Most people believe that success is something that comes to those with innate talent. They blame their failures on the lack of a certain skill or natural ability. This is what I like to call a loser’s limp – the kind of excuse that causes many people to miss out on achieving their full potential.
If you’ve ever experienced this kind of thinking, you’ll be relieved to hear that you already have everything you need for success. And no matter your circumstances, it’s never too late to adjust your mindset. You’ll learn the six steps you need to take to become a high achiever and live an enriching life.
A poor self-image leads to self-defeating behavior.
So, you’ve decided it’s time to change your ways and start aiming for the top. Where do you begin?
The first step on the ladder to success is to evaluate your self-image – that is, how you view yourself. Self-image is a crucial building block for success because it determines how you perform.
For many people, self-image issues can be traced back to childhood. Let’s say your son accidentally drops a plate; without thinking, you tell him he’s the clumsiest boy you’ve ever seen. You might not intend for your comment to be destructive, but for many children, offhand remarks like this can lead to an inferiority complex.

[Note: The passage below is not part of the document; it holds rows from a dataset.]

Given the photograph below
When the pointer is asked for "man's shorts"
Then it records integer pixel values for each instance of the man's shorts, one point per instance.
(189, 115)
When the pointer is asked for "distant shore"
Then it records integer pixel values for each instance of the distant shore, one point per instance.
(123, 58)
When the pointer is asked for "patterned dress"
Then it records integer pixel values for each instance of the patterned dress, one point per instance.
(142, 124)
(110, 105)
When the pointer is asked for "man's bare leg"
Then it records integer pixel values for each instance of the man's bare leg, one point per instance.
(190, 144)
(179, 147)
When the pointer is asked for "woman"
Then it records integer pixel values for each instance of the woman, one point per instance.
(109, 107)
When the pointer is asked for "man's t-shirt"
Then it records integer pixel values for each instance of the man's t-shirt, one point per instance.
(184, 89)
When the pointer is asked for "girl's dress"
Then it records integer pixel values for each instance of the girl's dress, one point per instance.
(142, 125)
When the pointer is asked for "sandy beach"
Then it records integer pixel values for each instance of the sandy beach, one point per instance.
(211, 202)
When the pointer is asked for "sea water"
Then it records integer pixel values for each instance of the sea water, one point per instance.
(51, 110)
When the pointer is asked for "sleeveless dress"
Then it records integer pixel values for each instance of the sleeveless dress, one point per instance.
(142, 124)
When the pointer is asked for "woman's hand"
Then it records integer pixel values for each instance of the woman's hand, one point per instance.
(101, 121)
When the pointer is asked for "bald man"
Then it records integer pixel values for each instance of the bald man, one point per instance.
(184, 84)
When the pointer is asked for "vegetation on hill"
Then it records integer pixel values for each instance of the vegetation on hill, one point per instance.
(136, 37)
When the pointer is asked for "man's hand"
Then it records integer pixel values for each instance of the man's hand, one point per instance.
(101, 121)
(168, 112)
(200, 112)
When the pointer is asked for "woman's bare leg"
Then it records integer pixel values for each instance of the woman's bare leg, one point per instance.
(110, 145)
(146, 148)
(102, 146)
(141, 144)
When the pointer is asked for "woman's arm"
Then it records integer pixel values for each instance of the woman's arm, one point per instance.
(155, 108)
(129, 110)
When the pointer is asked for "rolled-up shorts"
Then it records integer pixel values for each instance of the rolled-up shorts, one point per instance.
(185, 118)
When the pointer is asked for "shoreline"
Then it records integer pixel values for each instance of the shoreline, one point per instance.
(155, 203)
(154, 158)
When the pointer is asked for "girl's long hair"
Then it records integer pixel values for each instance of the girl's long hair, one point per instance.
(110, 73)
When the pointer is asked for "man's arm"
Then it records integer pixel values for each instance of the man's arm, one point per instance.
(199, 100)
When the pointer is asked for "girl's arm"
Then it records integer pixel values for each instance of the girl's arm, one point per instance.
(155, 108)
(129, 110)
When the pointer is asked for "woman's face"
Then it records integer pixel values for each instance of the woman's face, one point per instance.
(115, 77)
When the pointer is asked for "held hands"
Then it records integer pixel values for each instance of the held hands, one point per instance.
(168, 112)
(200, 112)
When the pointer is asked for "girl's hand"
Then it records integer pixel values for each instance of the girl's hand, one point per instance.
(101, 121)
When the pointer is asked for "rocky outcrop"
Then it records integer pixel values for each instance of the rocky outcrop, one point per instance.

When parents, teachers, or friends imply that a child is inept, that child might come to believe that he doesn’t deserve good things in life, such as love or success.
On the other hand, imagine how you’d feel if you received a phone call from someone who simply wanted to tell you how great you are. Whether you’re a doctor, a student, or an athlete, this kind of boost to your confidence would likely make you perform better. In fact, the link between a positive self-image and high performance has a proven track record – in elite sports, athletes often visualize themselves succeeding to achieve real-life success. Top golfers, for example, “see” themselves sinking their ball into the cup before they even tee up.
But developing a positive self-image can be hard. This is especially true for children, who not only face criticism from parents and teachers but also feel the weight of society’s emphasis on appearance. Multiple surveys have found that over 95 percent of young Americans would opt to change some aspect of their physical appearance. Later in life, this dissatisfaction often leads to an unhealthy obsession with material possessions and body image.
Having a negative view of yourself also informs your behavior in your professional life.
Imagine a salesman with a negative self-image. He lives in constant fear of rejection, and this mindset causes him to be a people pleaser. This doesn’t just undermine his ability to make sales – his need to be accepted by his teammates also stops him from adopting the leadership skills that would enable him to rise into management.
Unless he finds a way to alter his self-image, the salesman will never be able to envision success for himself on either a personal or professional level.
Dressing up and helping others both improve your self-image.
Have you ever suffered from a negative self-image? If so, the good news is that there are several methods to improve it.
Remember that your self-image starts and ends with you. Other people can't make you feel bad about yourself unless you allow them to.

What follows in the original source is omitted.